Germany refuses Turkish demand for access to imagery from campaign against ISIL

BERLIN
Germany refuses Turkish demand for access to imagery from campaign against ISIL Germany has ruled out giving Turkey unfiltered access to imagery gathered by its Tornado fighter jets operating out of the İncirlik Air Base in southern Turkey as part of a broader fight against the Islamic State of Iraq and the Levant (ISIL), the German Defense Ministry said, according to a report on German website Bild.de on Jan. 31. 

The statement came after another German media outlet, Der Spiegel, reported a diplomatic cable as saying that Turkey had linked its approval of German housing investments for its troops at the İncirlik base to getting access to imagery from Syria and Iraq collected by Germany’s six Tornado reconnaissance air crafts based in the same air base. 

German lawmakers, concerned that Turkey could use the high-resolution aerial imagery in its military campaign against autonomy-seeking Kurds in Syria and Iraq, have put strict limits on how German forces can share the data they gather. 

The lawmakers also fear the imagery can reach Russia, after Turkey’s recent rapprochement with the country following nine months of highly-strained relations due to Turkey’s downing of a Russian fighter jet along its border with Syria on Nov. 24, 2015. 

The thorny issue, emerging a few days before Chancellor Angela Merkel is due to travel to Turkey on Feb. 2 to meet President Recep Tayyip Erdoğan, could cause further strain in the already frayed relationship between the two NATO allies. 

The cable published by Der Spiegel described Turkey’s push to tie the imagery issue to German plans to build new housing at the base as “blackmail.” It said two senior Turkish officials, a senior military officer and a policy adviser of Erdoğan had issued the demand. 

A Defense Ministry spokesman said the German air force flew its surveillance missions in strict conformity with the underlying parliamentary mandate and provided the imagery “solely to the anti-ISIL coalition,” according to Reuters. 

He said the German military followed a careful process to ensure the data was not misused for other purposes, Reuters added. 

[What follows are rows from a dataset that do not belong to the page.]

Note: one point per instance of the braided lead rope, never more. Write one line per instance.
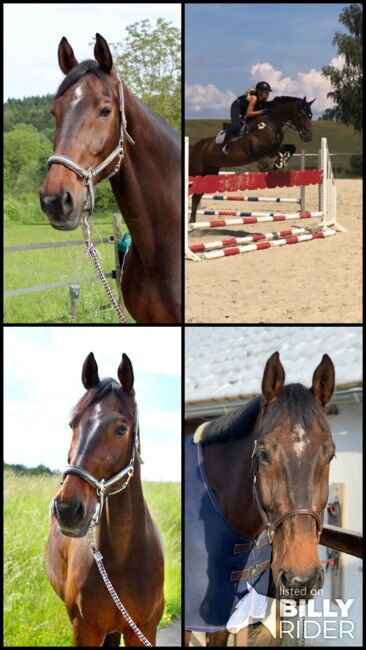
(99, 560)
(93, 253)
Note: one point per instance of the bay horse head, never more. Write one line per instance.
(104, 450)
(89, 138)
(291, 458)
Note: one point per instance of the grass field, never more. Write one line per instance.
(25, 269)
(33, 615)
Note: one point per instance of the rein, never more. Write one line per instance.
(101, 487)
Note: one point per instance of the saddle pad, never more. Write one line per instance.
(218, 561)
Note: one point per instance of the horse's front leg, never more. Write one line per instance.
(86, 635)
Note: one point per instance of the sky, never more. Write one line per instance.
(42, 374)
(33, 31)
(230, 47)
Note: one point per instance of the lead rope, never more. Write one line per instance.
(94, 255)
(99, 560)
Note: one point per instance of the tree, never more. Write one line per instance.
(149, 60)
(347, 82)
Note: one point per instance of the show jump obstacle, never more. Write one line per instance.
(215, 188)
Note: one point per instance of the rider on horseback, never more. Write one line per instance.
(251, 104)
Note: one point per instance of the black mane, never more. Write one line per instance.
(296, 405)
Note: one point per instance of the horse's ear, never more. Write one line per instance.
(273, 377)
(125, 374)
(89, 375)
(102, 53)
(66, 57)
(324, 380)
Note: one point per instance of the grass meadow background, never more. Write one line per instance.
(33, 613)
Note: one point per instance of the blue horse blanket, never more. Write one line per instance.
(218, 561)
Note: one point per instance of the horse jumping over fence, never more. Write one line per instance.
(263, 139)
(93, 110)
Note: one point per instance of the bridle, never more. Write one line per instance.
(103, 485)
(271, 527)
(91, 173)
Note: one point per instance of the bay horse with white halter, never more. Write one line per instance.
(103, 131)
(265, 473)
(101, 493)
(262, 138)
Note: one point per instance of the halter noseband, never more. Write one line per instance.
(271, 527)
(91, 173)
(103, 485)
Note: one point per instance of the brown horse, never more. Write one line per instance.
(103, 131)
(262, 139)
(267, 471)
(105, 438)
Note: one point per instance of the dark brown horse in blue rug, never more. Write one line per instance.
(256, 486)
(103, 131)
(112, 584)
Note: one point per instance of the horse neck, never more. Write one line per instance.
(123, 520)
(144, 187)
(228, 468)
(283, 113)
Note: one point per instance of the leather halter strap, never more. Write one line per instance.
(271, 527)
(91, 173)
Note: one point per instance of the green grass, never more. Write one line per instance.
(33, 615)
(25, 269)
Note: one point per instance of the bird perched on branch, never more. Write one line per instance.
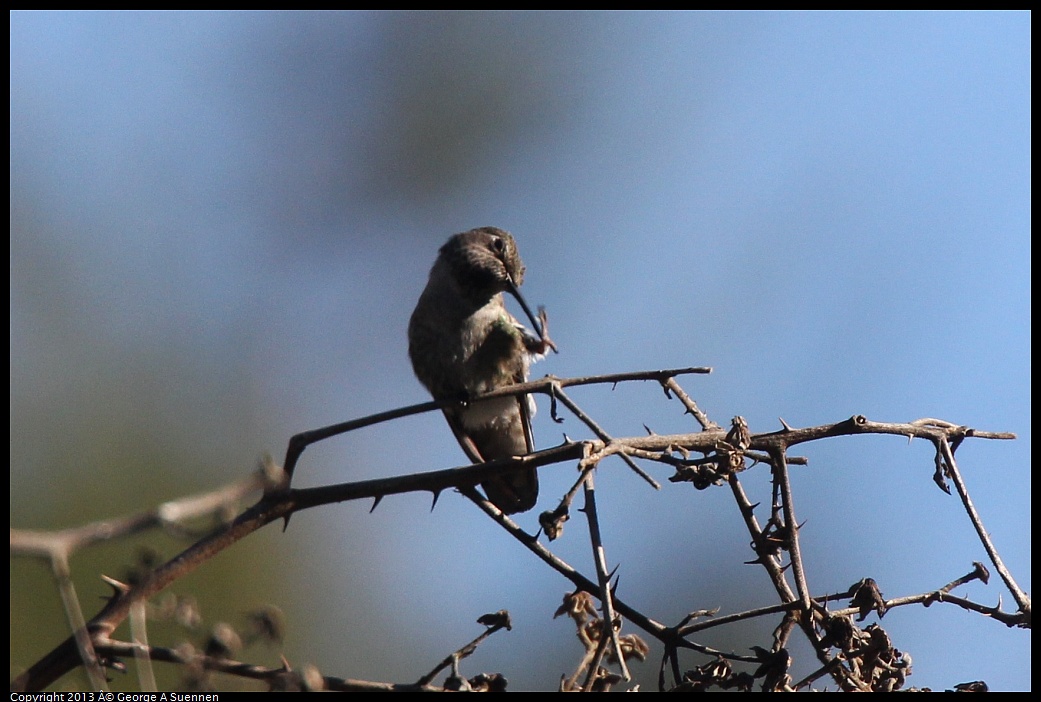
(462, 342)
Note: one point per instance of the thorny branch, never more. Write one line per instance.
(865, 659)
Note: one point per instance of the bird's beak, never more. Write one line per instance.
(512, 289)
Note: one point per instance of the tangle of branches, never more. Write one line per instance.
(851, 655)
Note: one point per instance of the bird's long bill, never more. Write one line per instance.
(536, 325)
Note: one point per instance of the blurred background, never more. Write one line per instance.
(220, 224)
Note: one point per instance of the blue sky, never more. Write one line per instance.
(221, 223)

The German Defense Ministry confirmed that the blueprints for the buildings aimed at being built inside the İncirlik base for the about 250 German troops have long been waiting to be approved by the Turkish side. 

“The signing by Turkey is out, the reasons for the delay are not known to us,” Bild.de quoted the ministry as saying. 

German lawmakers last year voted to extend support to the U.S.-led fight against ISIL over the end of 2017, including deployment of over 250 soldiers at İncirlik. But this was only after Ankara reversed its position and allowed German lawmakers to visit the base. 

Turkey had angered Berlin by temporarily blocking visits to İncirlik after German lawmakers voted last June to declare the mass killings of Armenians by Ottoman forces in 1915 a “genocide.” 

The two countries have also been at odds over Turkey’s crackdown on dissidents after the failed July 15, 2016 coup attempt, and Turkey’s claims, which Berlin rejects, that Germany is harboring Kurdish militants and other enemies of the Turkish state. 

Turkey’s Defense Minister Fikri Işık over the weekend said that Germany should reject requests for asylum from some 40 former Turkish soldiers that Ankara suspects of having links to the coup attempt.